23 sept 2009

Todo por el atardecer

Sentada inmóvil en el suelo, permanecía mirando hacia la nada, mientras murmuraba casi sin mover los labios “que se calle, que se calle…” a la mujer que boqueaba agónicamente a un par de metros de su espalda.

Con el rabillo del ojo; ella podía a observar como una mano temblorosa trataba de alzarse, quizás, para intentar salvarse del final, ya irremediable. Poco a poco aquella mano iba perdiendo movimiento hasta quedar inmóvil sobre el frío piso; ya eran menos los jadeos forzosos que emitía la moribunda, al tratar de imbuir a sus pulmones algo más que su propia sangre.

Luego silencio…

Ella se quedó ahí un poco más, no por temor sino porque la puesta de sol estaba ocurriendo, y es que solo habían dos cosas que a sus catorce años Alejandra odiaba en el mundo: una de ellas es perderse la puesta de sol…

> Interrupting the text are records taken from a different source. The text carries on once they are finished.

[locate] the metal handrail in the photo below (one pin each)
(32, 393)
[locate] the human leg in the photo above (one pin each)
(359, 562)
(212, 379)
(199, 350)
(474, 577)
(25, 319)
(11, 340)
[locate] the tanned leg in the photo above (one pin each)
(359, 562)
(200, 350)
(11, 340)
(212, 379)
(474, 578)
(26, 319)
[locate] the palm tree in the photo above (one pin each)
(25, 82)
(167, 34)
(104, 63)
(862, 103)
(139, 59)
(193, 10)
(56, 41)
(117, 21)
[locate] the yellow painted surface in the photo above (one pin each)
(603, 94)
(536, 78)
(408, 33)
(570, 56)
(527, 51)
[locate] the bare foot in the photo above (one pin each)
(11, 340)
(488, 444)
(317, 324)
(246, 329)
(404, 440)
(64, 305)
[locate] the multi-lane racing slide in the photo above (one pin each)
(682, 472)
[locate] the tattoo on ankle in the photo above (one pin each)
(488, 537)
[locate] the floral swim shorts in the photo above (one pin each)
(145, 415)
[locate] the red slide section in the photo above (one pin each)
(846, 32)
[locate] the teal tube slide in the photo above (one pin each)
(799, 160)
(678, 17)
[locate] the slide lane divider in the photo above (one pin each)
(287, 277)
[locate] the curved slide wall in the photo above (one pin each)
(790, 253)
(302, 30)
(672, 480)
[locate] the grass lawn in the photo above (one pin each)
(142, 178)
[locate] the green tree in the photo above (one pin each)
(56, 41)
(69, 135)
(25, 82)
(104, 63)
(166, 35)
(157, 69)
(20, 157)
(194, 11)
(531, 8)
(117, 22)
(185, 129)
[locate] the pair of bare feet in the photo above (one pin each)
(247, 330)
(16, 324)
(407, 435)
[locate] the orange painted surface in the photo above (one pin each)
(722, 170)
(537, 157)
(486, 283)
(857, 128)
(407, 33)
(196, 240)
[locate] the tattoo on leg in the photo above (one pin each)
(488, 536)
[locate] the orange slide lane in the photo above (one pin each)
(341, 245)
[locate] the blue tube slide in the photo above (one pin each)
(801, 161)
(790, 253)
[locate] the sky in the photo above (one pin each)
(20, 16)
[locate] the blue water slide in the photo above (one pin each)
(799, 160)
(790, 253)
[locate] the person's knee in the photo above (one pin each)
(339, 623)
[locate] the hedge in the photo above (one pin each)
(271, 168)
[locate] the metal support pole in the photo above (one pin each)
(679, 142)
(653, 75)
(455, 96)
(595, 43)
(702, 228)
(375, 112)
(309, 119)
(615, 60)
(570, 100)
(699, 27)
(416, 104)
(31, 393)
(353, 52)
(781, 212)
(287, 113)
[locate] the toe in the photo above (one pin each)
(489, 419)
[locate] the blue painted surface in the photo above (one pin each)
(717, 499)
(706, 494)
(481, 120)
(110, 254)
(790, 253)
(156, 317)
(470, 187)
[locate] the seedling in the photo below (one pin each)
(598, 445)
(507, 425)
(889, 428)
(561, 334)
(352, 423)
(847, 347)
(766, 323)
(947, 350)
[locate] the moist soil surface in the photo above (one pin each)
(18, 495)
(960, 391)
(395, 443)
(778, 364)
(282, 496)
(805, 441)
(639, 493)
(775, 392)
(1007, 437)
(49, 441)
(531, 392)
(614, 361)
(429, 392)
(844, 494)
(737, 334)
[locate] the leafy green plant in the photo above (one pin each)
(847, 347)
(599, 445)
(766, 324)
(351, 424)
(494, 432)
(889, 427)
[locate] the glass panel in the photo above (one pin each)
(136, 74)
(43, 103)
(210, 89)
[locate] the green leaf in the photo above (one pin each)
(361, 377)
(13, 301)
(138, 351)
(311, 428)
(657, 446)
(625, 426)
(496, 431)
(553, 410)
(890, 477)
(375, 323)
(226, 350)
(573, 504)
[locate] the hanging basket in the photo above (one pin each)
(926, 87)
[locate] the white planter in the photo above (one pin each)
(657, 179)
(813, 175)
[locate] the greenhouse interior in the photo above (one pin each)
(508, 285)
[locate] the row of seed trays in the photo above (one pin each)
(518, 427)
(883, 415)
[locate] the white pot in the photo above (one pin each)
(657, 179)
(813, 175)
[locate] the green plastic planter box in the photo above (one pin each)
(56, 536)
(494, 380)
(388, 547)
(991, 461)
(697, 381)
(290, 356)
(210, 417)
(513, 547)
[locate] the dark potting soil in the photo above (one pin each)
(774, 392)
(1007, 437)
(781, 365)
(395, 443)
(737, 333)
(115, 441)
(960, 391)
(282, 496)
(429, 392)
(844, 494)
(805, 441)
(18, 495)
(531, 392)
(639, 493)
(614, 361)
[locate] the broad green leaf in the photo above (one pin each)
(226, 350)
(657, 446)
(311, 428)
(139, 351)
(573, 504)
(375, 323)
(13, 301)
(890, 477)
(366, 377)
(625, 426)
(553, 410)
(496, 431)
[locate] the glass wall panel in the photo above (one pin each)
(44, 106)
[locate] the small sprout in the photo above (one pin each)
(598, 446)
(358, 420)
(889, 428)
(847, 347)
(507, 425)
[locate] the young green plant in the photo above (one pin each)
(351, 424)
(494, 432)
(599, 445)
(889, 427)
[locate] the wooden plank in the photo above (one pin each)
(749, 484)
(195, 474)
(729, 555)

Cuando la esfera naranja rojiza se perdió en el horizonte, ella se puso en pie, sosteniendo aún el cuchillo que menos de una hora antes había introducido ocho veces en el tórax de quien ahora yacía en el piso inmóvil y con los ojos vidriados, en un lago de sangre purpúrea.

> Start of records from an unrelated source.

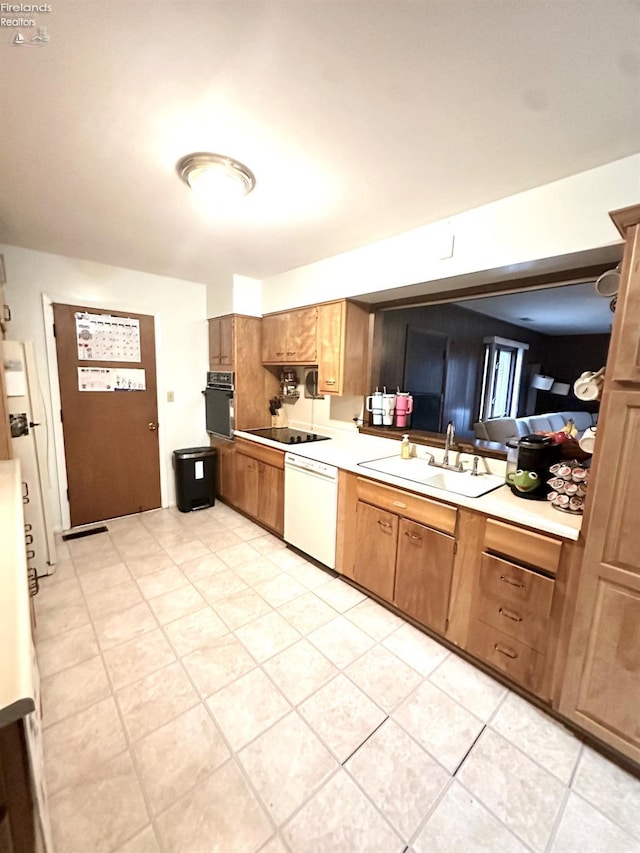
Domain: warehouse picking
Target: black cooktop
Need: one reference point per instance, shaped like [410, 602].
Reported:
[288, 436]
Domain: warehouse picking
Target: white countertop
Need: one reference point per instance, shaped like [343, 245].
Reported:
[346, 449]
[17, 693]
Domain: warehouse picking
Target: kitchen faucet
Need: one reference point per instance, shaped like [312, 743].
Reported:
[448, 441]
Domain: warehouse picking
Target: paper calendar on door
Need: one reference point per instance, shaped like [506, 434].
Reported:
[102, 337]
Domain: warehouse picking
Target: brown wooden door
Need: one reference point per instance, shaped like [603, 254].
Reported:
[110, 437]
[423, 573]
[376, 540]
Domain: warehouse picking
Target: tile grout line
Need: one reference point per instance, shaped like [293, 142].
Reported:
[127, 738]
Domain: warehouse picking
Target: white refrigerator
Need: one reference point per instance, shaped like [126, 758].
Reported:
[29, 438]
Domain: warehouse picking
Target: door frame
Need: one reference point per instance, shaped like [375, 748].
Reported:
[56, 404]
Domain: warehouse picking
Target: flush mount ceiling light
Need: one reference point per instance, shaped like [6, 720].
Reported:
[216, 177]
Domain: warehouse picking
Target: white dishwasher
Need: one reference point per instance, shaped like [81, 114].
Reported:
[311, 507]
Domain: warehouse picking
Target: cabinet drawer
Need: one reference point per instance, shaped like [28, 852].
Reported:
[527, 628]
[433, 514]
[525, 546]
[514, 659]
[269, 455]
[518, 589]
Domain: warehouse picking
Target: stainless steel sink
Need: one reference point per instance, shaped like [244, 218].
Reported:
[420, 471]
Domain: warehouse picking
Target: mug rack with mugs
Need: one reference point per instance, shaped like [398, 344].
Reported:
[588, 386]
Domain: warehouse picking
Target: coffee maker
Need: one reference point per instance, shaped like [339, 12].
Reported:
[536, 454]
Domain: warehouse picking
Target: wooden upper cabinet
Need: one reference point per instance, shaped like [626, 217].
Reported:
[343, 348]
[289, 337]
[601, 689]
[302, 344]
[221, 342]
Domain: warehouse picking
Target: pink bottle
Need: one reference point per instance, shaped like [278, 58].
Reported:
[404, 407]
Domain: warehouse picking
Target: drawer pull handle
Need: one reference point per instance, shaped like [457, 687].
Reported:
[504, 650]
[511, 582]
[515, 617]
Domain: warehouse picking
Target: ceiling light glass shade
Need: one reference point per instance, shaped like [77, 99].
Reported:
[216, 177]
[608, 283]
[541, 382]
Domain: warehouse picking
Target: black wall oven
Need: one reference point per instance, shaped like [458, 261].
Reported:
[219, 397]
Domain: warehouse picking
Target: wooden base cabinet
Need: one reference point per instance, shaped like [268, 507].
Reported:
[225, 478]
[376, 545]
[401, 559]
[424, 570]
[259, 483]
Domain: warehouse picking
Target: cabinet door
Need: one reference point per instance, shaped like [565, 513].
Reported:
[601, 690]
[423, 574]
[274, 338]
[225, 474]
[271, 496]
[330, 347]
[226, 342]
[376, 541]
[302, 336]
[214, 343]
[246, 484]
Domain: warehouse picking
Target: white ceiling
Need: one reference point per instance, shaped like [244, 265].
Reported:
[360, 120]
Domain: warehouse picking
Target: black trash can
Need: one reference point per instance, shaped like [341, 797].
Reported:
[195, 471]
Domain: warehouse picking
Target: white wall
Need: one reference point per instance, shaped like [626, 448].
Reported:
[220, 298]
[247, 296]
[239, 295]
[560, 218]
[181, 337]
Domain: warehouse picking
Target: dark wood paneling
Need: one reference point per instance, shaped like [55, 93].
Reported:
[564, 358]
[465, 331]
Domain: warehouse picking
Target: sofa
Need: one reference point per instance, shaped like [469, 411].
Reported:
[504, 429]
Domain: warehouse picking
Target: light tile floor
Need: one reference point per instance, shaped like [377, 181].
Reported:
[207, 689]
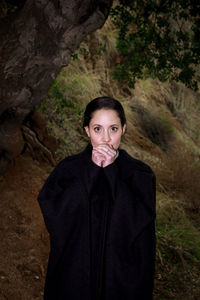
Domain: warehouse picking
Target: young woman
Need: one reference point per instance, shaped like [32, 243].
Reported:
[99, 209]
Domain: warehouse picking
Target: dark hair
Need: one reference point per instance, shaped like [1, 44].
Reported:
[103, 103]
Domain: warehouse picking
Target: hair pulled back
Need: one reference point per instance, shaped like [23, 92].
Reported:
[103, 103]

“Lo siento” murmuró “tú sabías cuanto odio perderme la puesta de sol… si tan solo hubieras esperado un poco en lugar de gritarme como loca, ahora tendrías tu libra de pollo y no habríamos llegado a esto”.

Cuando vinieron por ella a la tarde siguiente la casa hedía terriblemente; sin embargo, ella se mostró muy complaciente y amable, contestando con toda la sinceridad y candidez del mundo a todas las preguntas que le hacían. Lamentablemente, al momento de llevársela, comenzaba a ponerse el sol.

Ella entró en una furia ciega; golpeó, mordió y pateó a los enfermeros que trataban de ponerle la camisa de fuerza, hasta que la soltaron y ella se sentó en el ventanal a mirar extasiada el atardecer.

“Por favor, prométanme que a donde me lleven, mi habitación tendrá una ventana para poder admirar cuando se pone el sol”

Y así lo hicieron.

Ella está recluida en una pequeña habitación de paredes blancas con una ventana que da al oeste, por donde todos los días goza del atardecer.

Es que, hay solo dos cosas que ella odia en el mundo: una es perderse la puesta de sol, y la otra era su madre.